So, I thought things would get better after a certain experience I had, I thought wrong. They were good for a couple of days, then I did a nose dive and am at the lowest point in my life. I hate myself so much, I start to hyperventilate and I cry myself to sleep. I’ve lost almost all motivation in my life, and after the weekend, I wonder why I don’t just end it all. Is life even worth living feeling like this?
I hate going up to people and asking them for help because I feel like such a burden and they have lives of there own. I’ve started battling another battle too, another thing to add the this war, and only a couple of my friends know. If it were to come out completely, my life would be so horrible, I don’t know if I could handle it. But at the same time, if it doesn’t come out, it’ll surely kill me. But I made the choice to completely lie to the people who matter.
People say cry out to God, but after doing that for so long and feeling just as low as before, I can almost say I’ve given up on that part of life too… I thought I was stronger.
Everyone else going through this battle, don’t be like me and give up. Be strong for those around you, be strong because that is often the only thing to be, be strong to prove to others you will not end up like me. Be strong because if you aren’t, you will lose yourself in the twist of time, in the battle of life.

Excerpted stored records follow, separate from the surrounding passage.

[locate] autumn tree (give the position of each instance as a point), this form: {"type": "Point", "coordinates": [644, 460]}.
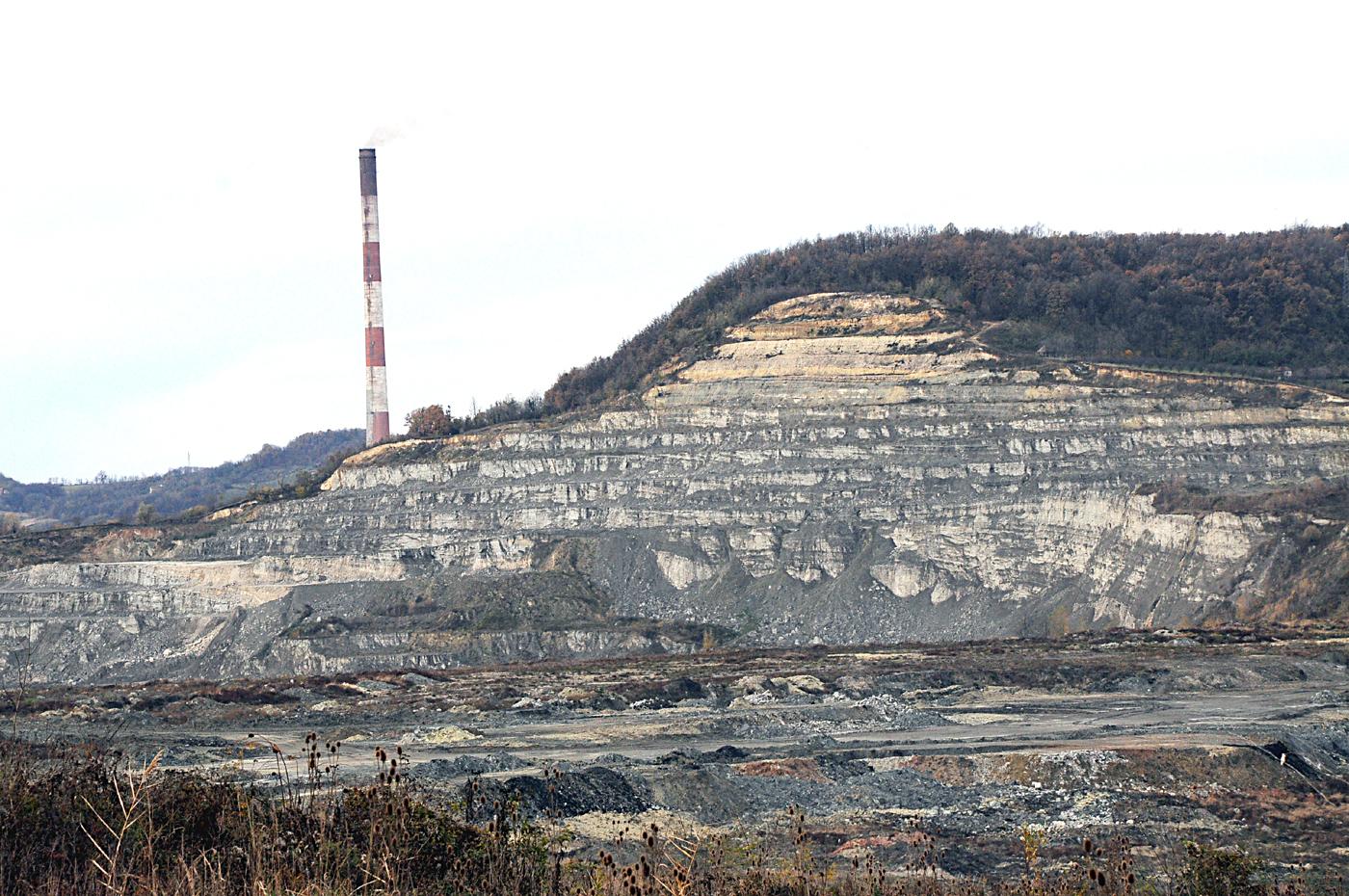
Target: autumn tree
{"type": "Point", "coordinates": [431, 423]}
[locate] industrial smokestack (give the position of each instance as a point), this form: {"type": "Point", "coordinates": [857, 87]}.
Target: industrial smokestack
{"type": "Point", "coordinates": [377, 380]}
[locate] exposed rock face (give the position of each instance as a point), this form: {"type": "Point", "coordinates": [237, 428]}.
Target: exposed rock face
{"type": "Point", "coordinates": [842, 468]}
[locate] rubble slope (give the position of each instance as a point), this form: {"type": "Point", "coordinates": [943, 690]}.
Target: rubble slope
{"type": "Point", "coordinates": [840, 468]}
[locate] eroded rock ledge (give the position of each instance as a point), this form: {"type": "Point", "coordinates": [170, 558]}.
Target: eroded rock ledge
{"type": "Point", "coordinates": [842, 468]}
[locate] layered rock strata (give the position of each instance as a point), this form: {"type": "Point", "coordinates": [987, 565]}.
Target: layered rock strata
{"type": "Point", "coordinates": [842, 468]}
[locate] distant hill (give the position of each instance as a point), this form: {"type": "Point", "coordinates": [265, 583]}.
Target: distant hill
{"type": "Point", "coordinates": [1255, 303]}
{"type": "Point", "coordinates": [178, 490]}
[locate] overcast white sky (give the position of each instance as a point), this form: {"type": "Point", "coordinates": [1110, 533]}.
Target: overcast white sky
{"type": "Point", "coordinates": [182, 218]}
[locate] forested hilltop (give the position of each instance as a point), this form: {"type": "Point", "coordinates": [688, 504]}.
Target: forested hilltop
{"type": "Point", "coordinates": [1257, 303]}
{"type": "Point", "coordinates": [304, 461]}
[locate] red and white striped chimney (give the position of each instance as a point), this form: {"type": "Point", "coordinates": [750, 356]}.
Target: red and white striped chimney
{"type": "Point", "coordinates": [377, 380]}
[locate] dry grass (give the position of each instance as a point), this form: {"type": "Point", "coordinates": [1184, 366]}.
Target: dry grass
{"type": "Point", "coordinates": [78, 821]}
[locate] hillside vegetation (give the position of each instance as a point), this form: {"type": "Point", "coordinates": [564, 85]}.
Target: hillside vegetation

Don’t give up. Say everything you just said about being strong, but say it to yourself. You are strong and powerful and brave. Life is worth living because there will be a time when the pain makes way for happiness. You can’t give up now because then you would be giving up on happiness, giving up before you have a chance to experience what life would be like without s.i. You are strong.
Staystrong
I am sorry that life seems miserable for you right now. But don’t give up. Things eventually do pass. I know that sounds kinda corny, but things do eventually get better.
I used to be the same way – sometimes I still feel that way, but I have to remind myself that life will unfortunately have these moments and these moments are what makes us realize we are survivors and we can take what comes our way…no matter what.
There is a lot of life out there to live. You are a strong, courageous, beautiful person even if you may not believe it just now. Hang in there and keep telling yourself you can do it and that you are strong.
Thanks.
I feel like this too a lot. A lot a lot actually more than id like to admit. But I guess living and being miserable is better than not living at all. That’s what keeps me going a lot of the time. Stay strong and keep your head up.